The cases began to grow exponentially.

On July 11, the number doubled from seven to 14, as the county began a stay-at-home order — much like those across the nation now — for families impacted by polio.

“It is expected that the parents of all children who have contacted known cases of Polio will isolate their children, by keeping them away from all other children and allowing no other children to play with them,” an official statement in The CR said. “They should keep them out of all public places, such as theatres, churches, schools or any place where groups of people are in attendance.”

Despite this warning, the number of cases increased and the epidemic was still a month away from its peak.

By July 21, there were 30 cases, and at that time two unprecedented actions were taken: the Jay County Fair was canceled for the first time in 78 years, and Portland city health officer Dr.

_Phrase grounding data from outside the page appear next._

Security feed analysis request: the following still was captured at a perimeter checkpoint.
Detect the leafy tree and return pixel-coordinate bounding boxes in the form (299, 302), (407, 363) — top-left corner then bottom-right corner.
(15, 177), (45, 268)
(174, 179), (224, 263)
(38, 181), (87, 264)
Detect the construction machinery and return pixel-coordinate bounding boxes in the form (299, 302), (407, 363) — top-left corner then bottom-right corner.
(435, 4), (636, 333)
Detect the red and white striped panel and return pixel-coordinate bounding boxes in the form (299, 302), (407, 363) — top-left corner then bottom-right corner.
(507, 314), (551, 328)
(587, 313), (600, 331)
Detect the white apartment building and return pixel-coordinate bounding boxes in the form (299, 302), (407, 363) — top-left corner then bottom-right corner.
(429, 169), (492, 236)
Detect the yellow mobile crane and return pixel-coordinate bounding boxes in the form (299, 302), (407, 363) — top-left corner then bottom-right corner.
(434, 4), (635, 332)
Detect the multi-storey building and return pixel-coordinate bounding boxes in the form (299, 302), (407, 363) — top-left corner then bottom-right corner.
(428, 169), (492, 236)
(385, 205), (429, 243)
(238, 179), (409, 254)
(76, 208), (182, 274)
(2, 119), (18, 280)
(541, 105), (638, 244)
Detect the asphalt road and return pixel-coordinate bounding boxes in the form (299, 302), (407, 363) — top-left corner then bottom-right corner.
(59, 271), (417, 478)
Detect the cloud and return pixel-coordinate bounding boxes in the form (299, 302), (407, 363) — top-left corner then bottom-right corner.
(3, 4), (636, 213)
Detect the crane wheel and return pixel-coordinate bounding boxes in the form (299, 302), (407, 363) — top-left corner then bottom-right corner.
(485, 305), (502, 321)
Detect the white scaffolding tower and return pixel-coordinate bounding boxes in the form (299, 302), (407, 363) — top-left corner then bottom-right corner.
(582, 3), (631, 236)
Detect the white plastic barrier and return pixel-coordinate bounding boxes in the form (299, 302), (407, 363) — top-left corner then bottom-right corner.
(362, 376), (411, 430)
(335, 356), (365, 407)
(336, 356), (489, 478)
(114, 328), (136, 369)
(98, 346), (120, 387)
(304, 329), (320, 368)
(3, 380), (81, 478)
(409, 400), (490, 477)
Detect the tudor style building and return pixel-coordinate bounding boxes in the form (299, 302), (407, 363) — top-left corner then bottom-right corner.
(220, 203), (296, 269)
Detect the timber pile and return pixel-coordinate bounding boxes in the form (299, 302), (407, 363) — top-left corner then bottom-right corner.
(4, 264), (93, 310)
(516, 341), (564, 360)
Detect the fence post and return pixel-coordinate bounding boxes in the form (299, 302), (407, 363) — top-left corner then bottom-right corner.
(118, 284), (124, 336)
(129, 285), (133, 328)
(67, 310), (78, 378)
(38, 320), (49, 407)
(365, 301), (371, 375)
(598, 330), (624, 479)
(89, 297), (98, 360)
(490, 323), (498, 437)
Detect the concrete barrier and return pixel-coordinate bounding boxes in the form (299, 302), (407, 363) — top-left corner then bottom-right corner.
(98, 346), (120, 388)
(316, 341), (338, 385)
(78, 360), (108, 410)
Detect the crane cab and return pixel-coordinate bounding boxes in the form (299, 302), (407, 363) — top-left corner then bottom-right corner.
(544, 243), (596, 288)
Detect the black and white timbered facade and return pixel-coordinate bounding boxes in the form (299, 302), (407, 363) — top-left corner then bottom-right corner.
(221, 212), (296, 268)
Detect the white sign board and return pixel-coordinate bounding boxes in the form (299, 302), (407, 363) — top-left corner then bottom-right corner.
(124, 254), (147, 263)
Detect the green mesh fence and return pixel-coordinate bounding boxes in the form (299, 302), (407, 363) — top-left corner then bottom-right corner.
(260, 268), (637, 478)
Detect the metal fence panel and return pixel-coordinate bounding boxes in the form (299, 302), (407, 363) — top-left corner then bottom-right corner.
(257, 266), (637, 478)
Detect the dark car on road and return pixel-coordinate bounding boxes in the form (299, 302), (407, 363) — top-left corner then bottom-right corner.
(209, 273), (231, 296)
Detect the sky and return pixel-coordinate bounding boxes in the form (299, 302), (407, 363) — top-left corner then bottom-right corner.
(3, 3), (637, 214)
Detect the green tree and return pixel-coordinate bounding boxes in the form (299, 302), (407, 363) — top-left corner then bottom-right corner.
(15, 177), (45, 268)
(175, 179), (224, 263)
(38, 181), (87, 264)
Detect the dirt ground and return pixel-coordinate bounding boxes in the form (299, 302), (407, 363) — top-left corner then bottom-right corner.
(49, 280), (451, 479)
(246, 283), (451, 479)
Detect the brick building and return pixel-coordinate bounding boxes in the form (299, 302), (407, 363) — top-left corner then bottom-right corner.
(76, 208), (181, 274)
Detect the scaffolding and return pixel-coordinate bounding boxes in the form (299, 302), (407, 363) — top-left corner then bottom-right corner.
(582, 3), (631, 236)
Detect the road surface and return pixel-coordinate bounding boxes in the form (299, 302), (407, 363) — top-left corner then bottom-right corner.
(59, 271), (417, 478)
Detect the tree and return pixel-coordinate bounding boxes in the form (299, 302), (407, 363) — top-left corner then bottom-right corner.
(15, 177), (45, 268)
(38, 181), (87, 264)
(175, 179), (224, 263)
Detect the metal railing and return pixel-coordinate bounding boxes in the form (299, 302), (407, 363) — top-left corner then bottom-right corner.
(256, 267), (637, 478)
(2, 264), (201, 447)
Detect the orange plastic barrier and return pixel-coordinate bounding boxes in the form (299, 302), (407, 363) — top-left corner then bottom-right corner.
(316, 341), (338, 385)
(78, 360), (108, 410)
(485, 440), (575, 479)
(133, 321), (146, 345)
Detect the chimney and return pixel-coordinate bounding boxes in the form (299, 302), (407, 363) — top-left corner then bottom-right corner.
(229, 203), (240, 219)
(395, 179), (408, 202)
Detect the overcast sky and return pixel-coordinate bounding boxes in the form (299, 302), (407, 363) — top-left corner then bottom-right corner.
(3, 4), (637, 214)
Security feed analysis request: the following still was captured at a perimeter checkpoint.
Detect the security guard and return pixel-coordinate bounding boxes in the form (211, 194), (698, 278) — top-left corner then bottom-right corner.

George Morrison banned all children younger than 18 from attending church or Sunday school.

Morrison’s efforts did little to curb the spread, however. Four more cases were reported July 22. Another seven the next day and a total of 44 on July 26. The same day, it was reported there were 157 cases statewide, giving Jay County nearly a third (28 percent) of the total.

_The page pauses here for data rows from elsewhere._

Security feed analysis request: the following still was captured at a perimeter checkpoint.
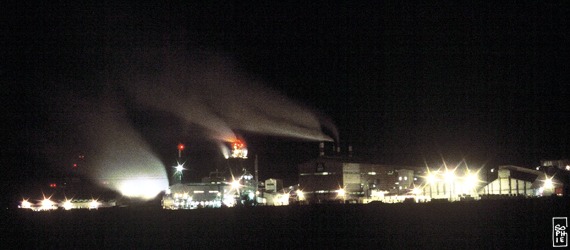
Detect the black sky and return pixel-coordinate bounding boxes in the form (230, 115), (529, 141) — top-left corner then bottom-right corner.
(0, 1), (570, 202)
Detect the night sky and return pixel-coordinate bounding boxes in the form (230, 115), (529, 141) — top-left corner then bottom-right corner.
(0, 1), (570, 204)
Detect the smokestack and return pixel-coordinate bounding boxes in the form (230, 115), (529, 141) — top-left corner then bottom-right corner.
(254, 154), (259, 184)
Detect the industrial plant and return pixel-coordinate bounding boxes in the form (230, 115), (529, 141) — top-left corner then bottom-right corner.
(19, 140), (570, 211)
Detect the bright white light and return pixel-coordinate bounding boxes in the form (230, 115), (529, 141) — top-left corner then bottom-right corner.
(296, 189), (305, 201)
(89, 200), (99, 209)
(21, 200), (32, 208)
(336, 188), (346, 197)
(231, 180), (241, 190)
(426, 173), (437, 185)
(544, 178), (554, 189)
(443, 171), (455, 182)
(174, 163), (185, 173)
(118, 177), (168, 200)
(42, 198), (53, 210)
(63, 200), (73, 210)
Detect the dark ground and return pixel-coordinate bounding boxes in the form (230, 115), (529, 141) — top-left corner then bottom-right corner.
(1, 198), (570, 249)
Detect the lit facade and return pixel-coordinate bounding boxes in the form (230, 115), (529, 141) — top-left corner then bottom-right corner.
(299, 156), (421, 203)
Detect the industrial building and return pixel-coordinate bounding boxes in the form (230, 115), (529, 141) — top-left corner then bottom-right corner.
(298, 143), (425, 203)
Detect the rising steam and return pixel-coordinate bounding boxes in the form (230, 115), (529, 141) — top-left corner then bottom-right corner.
(84, 96), (168, 199)
(121, 50), (336, 145)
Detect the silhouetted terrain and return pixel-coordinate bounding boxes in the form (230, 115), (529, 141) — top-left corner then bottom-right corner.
(2, 198), (570, 249)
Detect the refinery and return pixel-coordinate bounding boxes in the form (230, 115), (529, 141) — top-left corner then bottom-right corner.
(15, 140), (570, 211)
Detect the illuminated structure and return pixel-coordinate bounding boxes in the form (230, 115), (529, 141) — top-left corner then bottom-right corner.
(162, 170), (256, 209)
(479, 165), (563, 198)
(230, 140), (247, 159)
(298, 146), (425, 203)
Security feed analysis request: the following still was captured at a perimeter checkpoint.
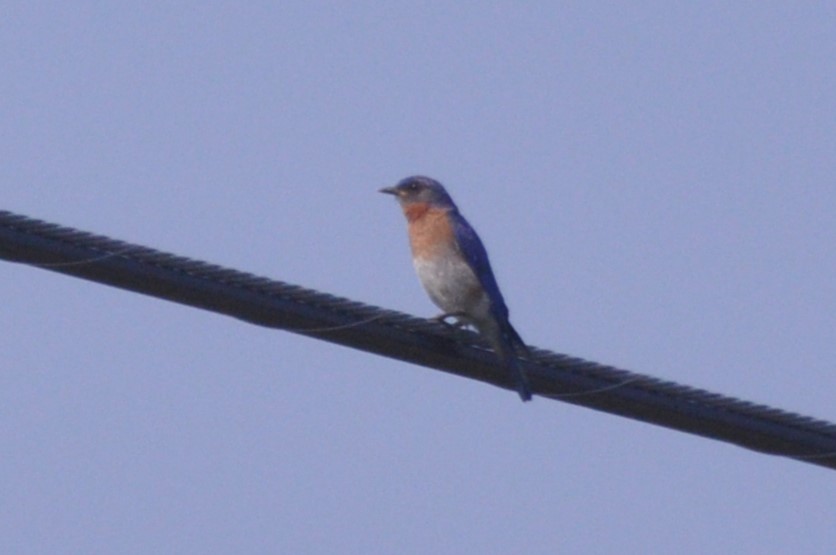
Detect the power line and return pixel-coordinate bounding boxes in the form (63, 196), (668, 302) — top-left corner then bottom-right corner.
(0, 211), (836, 469)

The disease then claimed two more lives — a 17-year-old Portland boy and a young farmer from the area of New Mount Pleasant. On July 28, ripples were sent through the community following the death of 9-month-old girl, who was being rushed from Jay County Hospital to Ball Memorial Hospital in Muncie. She died in Albany.

Just two days later, as the number of cases jumped to 57, a headline told of another drastic act by Morrison.

“PORTLAND, JAY COUNTY CLOSED, ORDER OF HEALTH OFFICIAL.”

Morrison banned all public gatherings in Portland and countywide.

Jay County Hospital had no way to isolate polio patients, so they were taken to hospitals in Muncie, Fort Wayne, Indianapolis and Dayton, Ohio. But by Aug. 6, the local hospital set up an emergency annex of 20 beds with at the American Legion Post on Walnut Street in Portland. 

Beds were brought in by the American Red Cross. Carpenters volunteered to make shelves for storage. Wires were stretched to help section off beds. Two iron lungs, one of which is today on display at Jay County Historical Museum, were brought in from a factory in Muncie. Respirators, hot pack machines and oxygen tents were also brought in.

A week later the polio cases in the county rose to 87, and more fatalities mounted. 

The next seven days brought good news, though. Only six cases were reported, so Morrison relaxed his ban. Church services were able to continue, but not Sunday school. Taverns, pool rooms and clubs could reopen but had to close by 7 p.m.

By Aug. 15, confirmed and suspected cases hit 98, and more were reported daily.

But then almost as quickly as it began nearly two months earlier, the epidemic slowed. 

Eleven days later, with the number of new cases slowing and the total sitting at 109, Morrison lifted his ban.

And by Aug. 30, the hospital annex closed as its services were no longer needed, although county residents still being hospitalized around the state.

The CDC says polio caused more than 15,000 cases of paralysis each year in the early 1950s. Jonas Salk developed a polio vaccine that became widely used in 1955, and another oral polio vaccine was developed in 1961. Together, the vaccines helped cases fall to fewer than 100 nationwide in the 1960s and fewer than 10 in the ’70s before the disease was eradicated in 1979.

But for nearly two months in 1949, Jay County was crippled by the polio outbreak. In a 1999 story, Shari (Younts) Franklin, who contracted polio that fateful summer, recalled area residents treating the disease like another that came more than three decades later.

“My mom (Virginia Younts) told me when people saw her walking me in a baby carriage outside, they crossed the other side of the street,” she said. “Polio was like AIDS was (in the 1980s).